DORA KRAMER, dora.kramer@grupoestado.com.br
Duas decisões tomadas nesta semana pelo Poder Judiciário - a definição dos partidos como titulares dos mandatos parlamentares e a autorização preliminar para a instalação da CPI da crise aérea - provocaram reclamações e acusações de que a Justiça exorbita e interfere em assuntos estranhos à sua alçada.
Há informações sobre tentativas de aprovação de leis a toque de caixa para anular ao menos uma daquelas decisões (a relativa aos partidos), mas não se tem notícia de manifestações de autocrítica, como seria natural se os Poderes Executivo e Legislativo estivessem menos defensivos e mais atentos ao que andam deixando de fazer.
Se em algum momento desses últimos 12 anos, durante os quais vêm tramitando propostas de reforma política, o Congresso tivesse se dedicado com seriedade e vontade ao assunto, a questão da fidelidade partidária estaria resolvida.
Para o bem ou para o mal. Poderia até haver uma regra liberando vale-tudo, dando passe livre ao trânsito entre legendas, mas não haveria espaço para polêmicas nem alegações de insegurança jurídica. O Judiciário não seria chamado a pôr as coisas no lugar porque elas estariam onde deveriam estar.
Se em algum momento desses últimos seis meses, durante os quais viajar de avião virou prova de resistência física e mental, o Poder Executivo tivesse feito algo além de bater cabeça às tontas, ora negando a crise do setor aéreo, ora simulando providências inócuas, ora apresentando desculpas esfarrapadas, ora fazendo bravatas enérgicas na forma e vazias no conteúdo, não haveria espaço para propostas de CPI.
O líder do governo na Câmara, deputado José Múcio Monteiro, outro dia recorreu à comparação com o governo anterior para alegar que na época do apagão elétrico não houve investigação parlamentar e, portanto, agora também não deveria haver.
Talvez porque fosse situação, o deputado não lembra que a oposição exerceu o direito e o dever de criticar a incúria do governo Fernando Henrique Cardoso, mas não teve como propor CPI porque de imediato foi criado um núcleo de gestão da crise, comandado pelo ministro Pedro Parente, que estabeleceu entre outras providências um racionamento de energia.
O erro estrutural não foi resolvido, mas a situação foi administrada e ficou sob controle, sobretudo porque a população, diante da dificuldade, aderiu.

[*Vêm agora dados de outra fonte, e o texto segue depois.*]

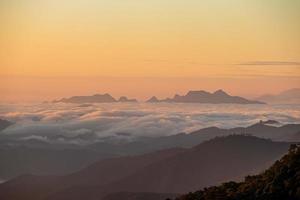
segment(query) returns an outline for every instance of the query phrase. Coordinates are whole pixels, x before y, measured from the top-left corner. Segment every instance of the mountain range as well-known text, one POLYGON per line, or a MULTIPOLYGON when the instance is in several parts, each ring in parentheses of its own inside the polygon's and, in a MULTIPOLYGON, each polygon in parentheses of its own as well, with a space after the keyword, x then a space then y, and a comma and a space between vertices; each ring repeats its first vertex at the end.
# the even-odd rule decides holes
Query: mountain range
POLYGON ((272 139, 274 141, 300 141, 300 124, 277 124, 277 126, 274 126, 273 123, 275 122, 279 123, 277 121, 268 120, 260 121, 247 127, 236 127, 230 129, 208 127, 191 133, 178 133, 175 135, 161 137, 141 137, 137 138, 135 141, 127 143, 114 144, 96 142, 91 144, 89 148, 99 152, 122 152, 123 155, 136 155, 166 148, 190 148, 214 137, 232 134, 247 134, 260 138, 272 139))
MULTIPOLYGON (((120 97, 116 100, 110 94, 95 94, 92 96, 73 96, 70 98, 63 98, 60 100, 53 101, 54 103, 115 103, 115 102, 137 102, 136 99, 128 99, 125 96, 120 97)), ((203 90, 200 91, 189 91, 186 95, 180 96, 175 95, 173 98, 167 98, 159 100, 155 96, 151 97, 146 102, 148 103, 158 103, 158 102, 168 102, 168 103, 232 103, 232 104, 264 104, 261 101, 248 100, 239 96, 231 96, 224 92, 223 90, 217 90, 214 93, 209 93, 203 90)))
POLYGON ((54 103, 115 103, 115 102, 137 102, 136 99, 128 99, 125 96, 116 100, 110 94, 95 94, 92 96, 73 96, 70 98, 63 98, 61 100, 55 100, 54 103))
POLYGON ((189 91, 186 95, 180 96, 176 94, 173 98, 166 98, 162 100, 159 100, 155 96, 153 96, 147 102, 264 104, 261 101, 248 100, 239 96, 231 96, 223 90, 217 90, 213 93, 209 93, 203 90, 189 91))
POLYGON ((0 199, 101 200, 120 192, 127 197, 128 192, 185 193, 261 172, 288 146, 254 136, 217 137, 193 148, 102 160, 65 176, 23 175, 0 185, 0 199))
POLYGON ((26 173, 63 175, 105 158, 135 156, 169 148, 191 148, 214 137, 232 134, 295 142, 300 141, 300 124, 281 125, 277 121, 268 120, 248 127, 208 127, 191 133, 140 137, 127 142, 109 140, 89 145, 22 140, 14 138, 14 135, 0 134, 0 179, 7 180, 26 173))
POLYGON ((257 100, 273 104, 299 104, 300 88, 286 90, 275 95, 266 94, 258 97, 257 100))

Ficou “por aqui” com o governo, deixou isso muito claro na eleição no ano seguinte, mas não foi deixada à matroca, sem explicações, sendo levada na conversa como tentou até agora o presidente Luiz Inácio da Silva, antes do beco de uma saída só (a providência objetiva) imposta pela greve declarada dos controladores de vôo.
Essas duas não são as únicas situações de vácuo de responsabilidades de dois dos três Poderes da República. São apenas as mais recentes e mais eloqüentes demonstrações de que a displicência abre espaço. E, no vazio, prevalece quem não se furta a estabelecer a própria competência.
Atos distintos
Leitores inconformados com a crítica à declaração da ministra Matilde Ribeiro - “é natural um negro não gostar de conviver com um branco” - lançam mão da ação de vândalos contra estudantes africanos na Universidade de Brasília, para cobrar recuo de razão à ministra.
Confundem - talvez propositadamente por falta de argumentos para defender a contento Matilde Ribeiro - atos distintos, ambos lamentáveis, racistas e cada qual com seu grau de gravidade específica.
O cargo ocupado pela ministra da Igualdade Racial a obriga a disseminar o raciocínio da igualdade, não o contrário. Este o motivo da crítica.
O caso dos estudantes é de polícia e de Justiça. O crime é previsto na Constituição, inafiançável e não pode servir como “prova” de que seres de etnias distintas sejam donos, por uma questão de correlação de força social, do direito intrínseco de discriminar.
Greve da PF
Mais que o acordo salarial firmado com o então ministro da Justiça, Márcio Thomaz Bastos, o que a Polícia Federal cobra agora é a conta do esteio moral conferido por suas operações - incluídas aí as nem tão “republicanas” assim - à posição do governo na reação aos escândalos de corrupção.
Os policiais acham que fizeram a sua parte e acham que quem parte e reparte as verbas federais quer ficar só com a melhor parte, o bônus do “nunca antes neste País se combateu tanto a corrupção”, sem assumir o ônus de fazer frente ao aumento combinado.
Conjunto da obra
Sobre o rabino Henry Sobel, sua contribuição ao Brasil, à democracia, à liberdade, aos direitos humanos, à paz e à concórdia faz dele um homem merecedor de apreço, solidariedade e compreensão.
No balanço de erros e acertos, Henry Sobel se fez credor nas vicissitudes das quais a vida não livra ninguém.